The attention from Nocera and others helped Engle emerge from prison with new opportunities. People wanted to hear what he had to say. They wanted to see what he would do next, and how he would grit his way through it, and perhaps most of all, how he had persevered. After Engle published his memoir, Running Man, in 2016, he agreed to accept every speaking engagement that came his way. That led him to make connections with powerful folks, like Richard Branson, who connected with his personal story.
Six years ago, Astacianna’s cancer returned, and Engle put off his preparation to help with her care. Then the COVID pandemic pushed the date back further. But it appears that he’s finally ready to do it early next year. He’s lined up sponsors; he’s found a cause through an organization called Aerial Recovery, which recruits former U.S. special-military operators to combat human-trafficking in many of the regions he’ll be traveling through. And he’s found that many of those ex-soldiers who suffer through PTSD are willing to share their vulnerability with him because he’s so candid with them, including one who was moments away from suicide before a glimpse of his puppy snapped him out of it.
“All I did was listen to him and hug him and cry,” Engle says. “And I’m about to cry now thinking about it. But when you say these things out loud, they lose their power. And if you shove them further down inside you, they’ll eventually do damage. And so my role, as I see it, is to help other people not do that damage to themselves.”
This is why Engle confesses his fears to me, and to anyone else who asks. By putting it out there, he figures, it loses its power. And so he admits to me his fear about this journey, which is that when the time comes, his body will break down. In order to keep it in shape, he flies to Costa Rica for stem-cell injections into his knees. He does hot yoga and deep breathwork and ice plunges for recovery. He emphasizes sleep far more than he did when he was younger. He prepares however he can; but he also knows that, at some level, all the preparation in the world can only get you so far.
“You can start a business, you can start a family, you can start an adventure, and you think you know what the journey is going to be like,” Engle says. “And every person I ever talk to says that it never turns out the way that they thought it would. And that doesn't mean that they don't ultimately end up in the same place, but how they get there looks nothing like what they expected. And that’s the beauty of a big adventure. You can guarantee it's not going to go the way you planned it.

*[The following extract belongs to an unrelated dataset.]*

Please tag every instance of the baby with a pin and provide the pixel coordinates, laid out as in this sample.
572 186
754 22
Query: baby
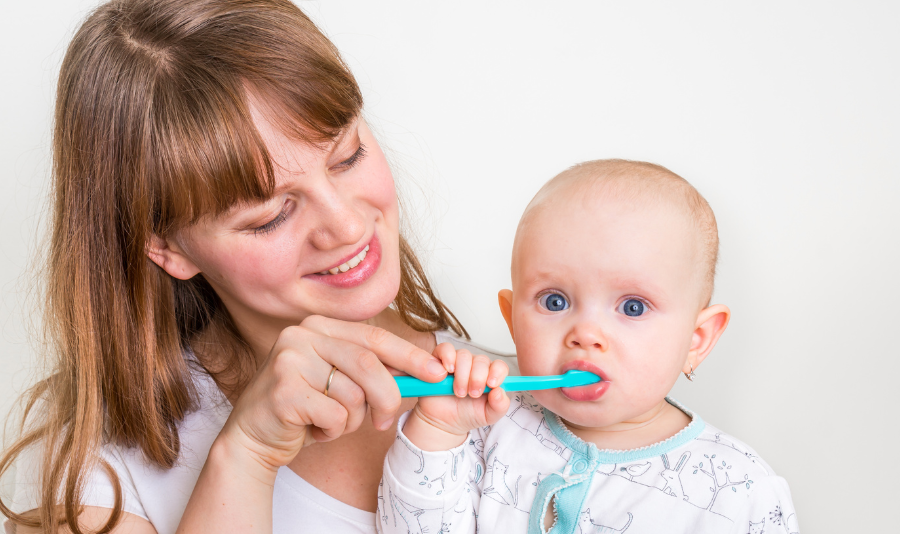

“What's funny is I'm not actually afraid of the pain, or the suffering, or the challenge of the actual expedition. I've done this enough that I know that's where the good stuff is, you know? And so that's the payoff, the bonus. That's not the hard part.”
I ask him if he’s embraced that uncertainty, and I ask him how it relates to the question he gets from nearly everyone he speaks to: Why do you do these things? And why do you feel the need to keep doing them?
“I’ve not only embraced the uncertainty – that is the why now,” he says. “I've evolved to this place where I understand that in any journey, the why is only revealed while you're in the middle of it.”